Younger people adapt more easily. Berger said he used to exhort his parents, "This is America! Speak English!" and today's young immigrants often chafe under their parents' old-country ways and rules, such as the Queens Afghan girls who rebel by wearing makeup and who dread arranged marriages. (I heard recently from an Indian teenage girl who bemoaned this "tradition" she knows will be forced upon her.)

There are also conflicts between more established immigrants and the newcomers from their homelands, Berger said. Just a few days ago, a friend who's lived her whole life in Chinatown complained about the Fujianese who have recently come to the neighborhood, speaking not Mandarin or Cantonese but a dialect she can't understand, as well the "smelly fish" from this province that she gets a whiff of every time she goes home.

Berger took many questions and his talk was fascinating. He emphasized that while New York is unique, the world is coming to cities and suburbs and even rural areas all over the country. Asked what New York's new rising immigrant might be, Berger guessed the Mexicans, who have largely taken over the stores in East Harlem, once the barrio of Puerto Ricans, who've moved on to the suburbs as they became more affluent and educated.

After I left Barnes and Noble, I walked along Broadway in the neighborhood I called home two decades ago and wondered what happened to the Korean greengrocer, the Lebanese hardware store owners, the Chinese-Cuban and Sichuan restaurants that were once the local specialty of the Upper West Side. As they used to say in Liverpool, Ob-la-di, ob-la-da.

Back in 1980, when I was living in a Rockaway neighborhood once known as Irishtown (and not so Irish anymore), my friends Marie Cincotta and Stuie Hershkowitz from Brooklyn College took me along to a party at the apartment of their friend Carol.

It turned out to be in the building on East 54th Street between Snyder and Church Avenues where I lived till I was eight. Most of the people at the party were West Indians from the neighborhood. When I told Carol that I used to live just a few houses down as a little kid -- of course I didn't say that the block was all Jewish in those days -- her reaction was one I'll always remember because it illustrates how we all idealize the past: "It must have been beautiful back then before the Haitians came and ruined it."

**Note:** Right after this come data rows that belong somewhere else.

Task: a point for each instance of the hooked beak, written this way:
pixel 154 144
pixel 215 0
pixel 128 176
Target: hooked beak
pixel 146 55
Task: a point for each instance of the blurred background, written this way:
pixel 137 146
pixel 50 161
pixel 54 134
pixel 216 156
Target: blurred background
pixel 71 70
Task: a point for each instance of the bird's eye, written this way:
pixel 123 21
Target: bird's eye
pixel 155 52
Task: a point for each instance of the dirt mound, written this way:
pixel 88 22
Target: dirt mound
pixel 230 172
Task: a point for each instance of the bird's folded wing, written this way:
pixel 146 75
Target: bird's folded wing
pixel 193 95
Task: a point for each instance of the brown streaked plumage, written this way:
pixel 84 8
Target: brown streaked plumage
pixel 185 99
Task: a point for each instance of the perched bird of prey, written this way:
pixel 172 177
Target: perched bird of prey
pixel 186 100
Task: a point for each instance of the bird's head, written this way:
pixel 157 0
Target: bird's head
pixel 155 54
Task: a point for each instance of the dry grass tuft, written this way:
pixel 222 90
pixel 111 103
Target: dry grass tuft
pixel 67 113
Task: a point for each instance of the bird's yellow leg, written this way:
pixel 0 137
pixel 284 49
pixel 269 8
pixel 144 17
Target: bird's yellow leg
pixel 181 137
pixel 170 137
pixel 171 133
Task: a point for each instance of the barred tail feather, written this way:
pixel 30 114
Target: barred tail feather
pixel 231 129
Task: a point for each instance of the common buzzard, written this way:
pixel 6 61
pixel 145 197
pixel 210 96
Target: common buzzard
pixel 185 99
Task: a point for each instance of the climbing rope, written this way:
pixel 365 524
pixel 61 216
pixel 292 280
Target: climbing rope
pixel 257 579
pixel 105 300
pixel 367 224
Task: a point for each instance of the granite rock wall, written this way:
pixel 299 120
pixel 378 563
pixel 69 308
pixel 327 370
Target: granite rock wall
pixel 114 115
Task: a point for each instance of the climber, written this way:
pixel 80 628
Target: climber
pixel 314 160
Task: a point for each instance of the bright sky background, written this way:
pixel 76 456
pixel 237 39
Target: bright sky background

Arthur Avenue is more Albanian than Italian now, and the Albanians own many of the city's "Italian" pizzerias. No doubt some little Albanian boy fifty years from now will go back to the neighborhood of his childhood and say that some other nationality has ruined it.

Meanwhile, as Berger said, New York's population has gained a million residents since the nadir of the 1970s, and we'll have nine million people here in 2020.

Joseph Berger, who currently writes the education column for the Times, is an engaging speaker as well as an excellent stylist. I look forward to enjoying his book as much as I have his reporting.